Storing and Processing Job Data
Given the huge volumes, scraped job postings should be stored in a NoSQL database like MongoDB or PostgreSQL for structured relational data.
Key fields like job title, company, location, description and skills should be extracted and normalized from semi-structured HTML.
Analyze with Python Pandas to find regional or industry-specific trends in salaries, skills and qualifications. The freely available job listings data can reveal competitive insights.
Sample analysis of top required skills by industry
Ethical Guidelines for Scraping Job Sites
There are a few rules of thumb to bear in mind when scraping job listings ethically:
- Obey robots.txt restrictions on crawling pages
- Use throttling and delays to avoid overloading target sites
- Randomize user agent strings and other headers to mimic organic traffic
- Frequently rotate proxies and IP addresses, distributing requests
- Only collect required data. Anonymize any personal information
- Never use fake accounts, credentials or session cookies
It‘s also prudent to directly engage the job site and determine if they permit scraping for commercial use before aggressively harvesting data. With great data comes great responsibility!
Ensuring GDPR Compliance
The EU General Data Protection Regulation (GDPR) may apply when scraping personal data of EU citizens. GDPR requires anonymizing and protecting scraped user data.
IP addresses and other identifiers must be removed. Only collect necessary data like job titles and locations. Proxies are useful for hiding scraper identities.
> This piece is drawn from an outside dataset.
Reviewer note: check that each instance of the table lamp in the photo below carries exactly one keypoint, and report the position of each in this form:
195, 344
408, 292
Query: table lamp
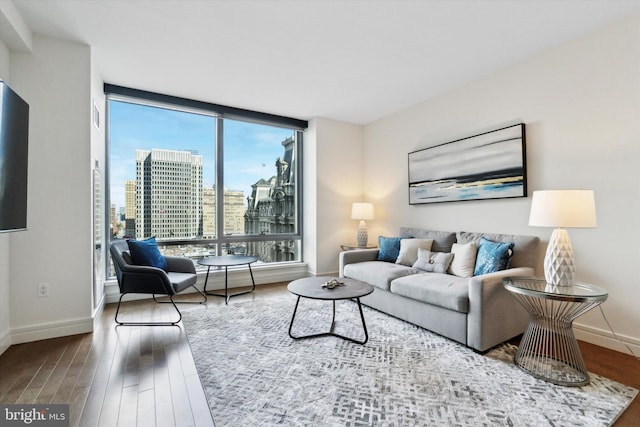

Scraping the abundant information in online job postings can yield transformative business and competitive insights. But overcoming the unique challenges posed by massive job sites requires following sound technical and ethical practices.
This guide provided actionable recommendations on tools, techniques and mindsets for successfully extracting job posting data at scale.
The payoff for getting web scraping right is huge – everything from supercharging recruitment platforms to predicting future labor market shifts lies buried in the world‘s job data.